Kalau baru hujan, anda perlu ekstra hati-hati di jalan sebelum pasar cibeureum. Kondisi jalannya sih bagus, berupa jalan beton. Tapi berlapis tanah merah tipis yang kalau hujan langsung berubah jadi lumpur tipis yang bikin jalan super licin meskipun di kecepatan rendah. Pastikan anda berhati-hati kalau kondisi jalan basah.

Perhatikan hal ini jika menggunakan google maps

Jika rekan-rekan menggunakan google maps sebagai petunjuk arah dari rute bandung-ciparay, perhatikan hal ini ya.

  • Terdapat banyak jalan alternatif untuk menuju ke lokasi. Google maps cenderungnya bakal memberikan kita jalan paling pendek TAPI tidak memperhatikan kondisi jalan. Kemungkinan besar anda akan disodori jalan alternatif kecil, jelek dan ekstrim.. orang sana saja pakai motor yang berbalut rantai lhoo..
  • Gunakan google map untuk menunjukan jalan ke arah terminal ciparay saja.
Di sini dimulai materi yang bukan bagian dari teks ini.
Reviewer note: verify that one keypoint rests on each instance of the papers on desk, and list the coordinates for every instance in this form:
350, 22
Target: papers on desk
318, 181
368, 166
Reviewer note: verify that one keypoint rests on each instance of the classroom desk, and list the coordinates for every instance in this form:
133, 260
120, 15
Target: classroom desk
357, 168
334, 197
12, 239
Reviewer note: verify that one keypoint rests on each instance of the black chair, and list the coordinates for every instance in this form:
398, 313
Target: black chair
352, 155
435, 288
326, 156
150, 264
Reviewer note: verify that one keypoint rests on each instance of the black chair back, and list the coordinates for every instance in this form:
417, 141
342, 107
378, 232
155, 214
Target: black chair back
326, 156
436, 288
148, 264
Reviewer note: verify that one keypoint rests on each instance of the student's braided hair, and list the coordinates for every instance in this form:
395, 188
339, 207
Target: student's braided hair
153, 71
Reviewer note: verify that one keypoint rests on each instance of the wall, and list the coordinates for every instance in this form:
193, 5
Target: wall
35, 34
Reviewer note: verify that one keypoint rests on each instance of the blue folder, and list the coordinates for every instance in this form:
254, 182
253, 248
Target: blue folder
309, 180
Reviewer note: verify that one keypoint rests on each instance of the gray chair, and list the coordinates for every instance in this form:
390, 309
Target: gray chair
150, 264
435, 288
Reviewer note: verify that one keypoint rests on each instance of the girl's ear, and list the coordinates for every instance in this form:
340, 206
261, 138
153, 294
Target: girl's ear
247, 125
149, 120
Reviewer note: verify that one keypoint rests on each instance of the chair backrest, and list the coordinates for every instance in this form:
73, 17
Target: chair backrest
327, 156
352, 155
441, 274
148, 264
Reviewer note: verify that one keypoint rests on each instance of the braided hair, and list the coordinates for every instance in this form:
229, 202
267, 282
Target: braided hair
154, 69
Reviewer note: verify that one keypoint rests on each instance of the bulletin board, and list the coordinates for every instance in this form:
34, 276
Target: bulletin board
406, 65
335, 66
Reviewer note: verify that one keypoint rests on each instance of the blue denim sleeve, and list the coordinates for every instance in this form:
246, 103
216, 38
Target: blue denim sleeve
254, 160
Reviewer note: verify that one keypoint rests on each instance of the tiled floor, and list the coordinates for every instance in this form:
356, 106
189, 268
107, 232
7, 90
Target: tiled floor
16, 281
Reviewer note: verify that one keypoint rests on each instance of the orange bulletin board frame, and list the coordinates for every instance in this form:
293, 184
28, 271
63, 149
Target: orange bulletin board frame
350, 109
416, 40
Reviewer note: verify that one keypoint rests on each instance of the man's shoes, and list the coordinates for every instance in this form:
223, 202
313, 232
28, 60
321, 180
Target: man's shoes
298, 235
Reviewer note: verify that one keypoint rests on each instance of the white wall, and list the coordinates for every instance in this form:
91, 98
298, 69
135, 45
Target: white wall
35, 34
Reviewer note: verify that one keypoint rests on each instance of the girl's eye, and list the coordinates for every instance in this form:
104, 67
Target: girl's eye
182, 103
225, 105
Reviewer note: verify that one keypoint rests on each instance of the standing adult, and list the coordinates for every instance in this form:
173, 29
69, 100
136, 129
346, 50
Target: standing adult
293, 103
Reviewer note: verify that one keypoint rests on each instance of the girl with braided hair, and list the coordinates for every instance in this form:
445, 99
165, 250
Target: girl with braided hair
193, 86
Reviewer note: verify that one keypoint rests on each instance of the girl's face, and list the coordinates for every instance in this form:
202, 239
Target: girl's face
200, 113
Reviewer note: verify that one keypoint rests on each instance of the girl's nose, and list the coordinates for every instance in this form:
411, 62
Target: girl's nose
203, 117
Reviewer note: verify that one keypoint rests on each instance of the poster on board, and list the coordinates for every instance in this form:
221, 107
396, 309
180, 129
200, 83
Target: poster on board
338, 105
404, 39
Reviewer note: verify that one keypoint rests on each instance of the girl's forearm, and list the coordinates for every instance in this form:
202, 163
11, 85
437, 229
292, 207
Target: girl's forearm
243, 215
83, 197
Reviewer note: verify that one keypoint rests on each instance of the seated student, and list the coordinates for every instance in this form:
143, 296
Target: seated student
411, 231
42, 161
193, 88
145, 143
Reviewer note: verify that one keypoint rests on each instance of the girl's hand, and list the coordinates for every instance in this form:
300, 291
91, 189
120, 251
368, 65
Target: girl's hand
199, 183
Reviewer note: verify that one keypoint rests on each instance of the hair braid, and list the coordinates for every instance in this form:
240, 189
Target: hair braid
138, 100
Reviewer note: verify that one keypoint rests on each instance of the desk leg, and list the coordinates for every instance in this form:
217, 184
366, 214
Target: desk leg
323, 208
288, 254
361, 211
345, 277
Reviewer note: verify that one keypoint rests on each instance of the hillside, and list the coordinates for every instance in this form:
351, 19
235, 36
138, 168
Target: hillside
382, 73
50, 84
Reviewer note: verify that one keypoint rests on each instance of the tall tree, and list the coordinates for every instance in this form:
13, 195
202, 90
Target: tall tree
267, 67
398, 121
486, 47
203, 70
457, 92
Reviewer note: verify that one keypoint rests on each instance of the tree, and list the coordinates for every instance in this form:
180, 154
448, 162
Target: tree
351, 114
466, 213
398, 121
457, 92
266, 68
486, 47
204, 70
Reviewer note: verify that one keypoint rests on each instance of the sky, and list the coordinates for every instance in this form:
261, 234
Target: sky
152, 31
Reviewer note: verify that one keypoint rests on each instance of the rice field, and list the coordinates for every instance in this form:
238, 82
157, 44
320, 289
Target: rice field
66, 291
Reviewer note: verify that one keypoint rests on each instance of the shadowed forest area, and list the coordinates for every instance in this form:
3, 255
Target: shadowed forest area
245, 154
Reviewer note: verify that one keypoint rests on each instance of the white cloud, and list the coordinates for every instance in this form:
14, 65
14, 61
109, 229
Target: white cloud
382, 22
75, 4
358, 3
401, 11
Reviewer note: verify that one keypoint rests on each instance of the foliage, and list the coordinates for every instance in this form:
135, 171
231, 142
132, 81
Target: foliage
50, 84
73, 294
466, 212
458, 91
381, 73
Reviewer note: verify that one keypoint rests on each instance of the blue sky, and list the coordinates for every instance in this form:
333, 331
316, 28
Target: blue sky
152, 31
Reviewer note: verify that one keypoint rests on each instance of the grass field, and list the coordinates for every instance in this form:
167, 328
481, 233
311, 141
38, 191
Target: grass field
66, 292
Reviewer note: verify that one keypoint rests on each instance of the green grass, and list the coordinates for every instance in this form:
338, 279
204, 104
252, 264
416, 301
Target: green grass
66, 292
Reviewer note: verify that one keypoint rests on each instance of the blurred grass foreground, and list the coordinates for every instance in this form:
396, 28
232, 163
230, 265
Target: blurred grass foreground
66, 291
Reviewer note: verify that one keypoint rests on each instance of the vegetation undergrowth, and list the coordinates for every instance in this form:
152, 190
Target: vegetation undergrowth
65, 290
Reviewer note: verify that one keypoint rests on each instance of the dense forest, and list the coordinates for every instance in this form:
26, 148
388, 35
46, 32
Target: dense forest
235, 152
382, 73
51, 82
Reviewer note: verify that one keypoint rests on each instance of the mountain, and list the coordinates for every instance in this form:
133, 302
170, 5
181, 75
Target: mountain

Dari sana anda cukup ikuti jalan lembur awi ciparay-jalan raya pacet dan akan sampai ke lokasi.

Saya kurang tahu kalau menggunakan google maps via jalur pangalengan-cisanti, belum nyoba soalnya.

Fasilitas Yang Tersedia

Untuk fasilitas di lokasi sekarang sudah cukup lengkap. Anda bisa menemukan mushalla di area depan. Lapangan parkir pun tersedia cukup lega dan bisa menampung cukup banyak mobil dan motor.

Selain itu terdapat beberapa warung di lokasi. Dulu ada beberapa yang buka di pinggir danau, tapi sekarang semuanya terpusat di area depan tepat di pinggir lahan parkir. Kondisinya juga lebih baik dan lebih nyaman untuk jajan, makan, ataupun sekedar ngopi beristirahat disini.

Untuk toilet, sejauh yang saya lihat hanya tersedia di area depan. Akan sedikit sulit juga kalau anda kebelet pipis saat di lokasi; harus pergi ke area depan dulu.

Tempat sampah sekarang sudah banyak tersebar disekitar danau. Ngga seperti dulu yang ngga ada sama sekali.

Selain itu, ada juga beberapa tempat duduk dan istirahat di spot-spot yang memang enak buat melihat sekitar situ cisanti. Ada yang berupa bangku sederhana, ada juga kursi yang cukup nyaman.

Tiket Masuk Situ Cisanti

Tiket masuk situ Cisanti rada aneh sih, kurang jelas sejauh ini mah. Dulu pertama kali datang ke sini, saya bayar Rp 10,000/orang, dan parkir Rp 3000 untuk motor. Kemudian jadi Rp 12.000/orang, motor Rp 4000 dan mobil Rp 9000.

Terakhir kesini, saya bayar Rp 10.000/motor. Yang dihitung motornya bukan orangnya, dan tanpa karcis .. haha,,

Biar aman, ambil nilai paling tingginya aja; Rp 12.000/orang.

Entah kenapa, di sekitar situ cisanti ini terdapat cukup banyak lalat. Kemungkinan sih karena banyaknya pemancing yang menggunakan siput/tutut sebaga umpan pancingnya, karena banyak terdapat cangkang siput di sisi danau.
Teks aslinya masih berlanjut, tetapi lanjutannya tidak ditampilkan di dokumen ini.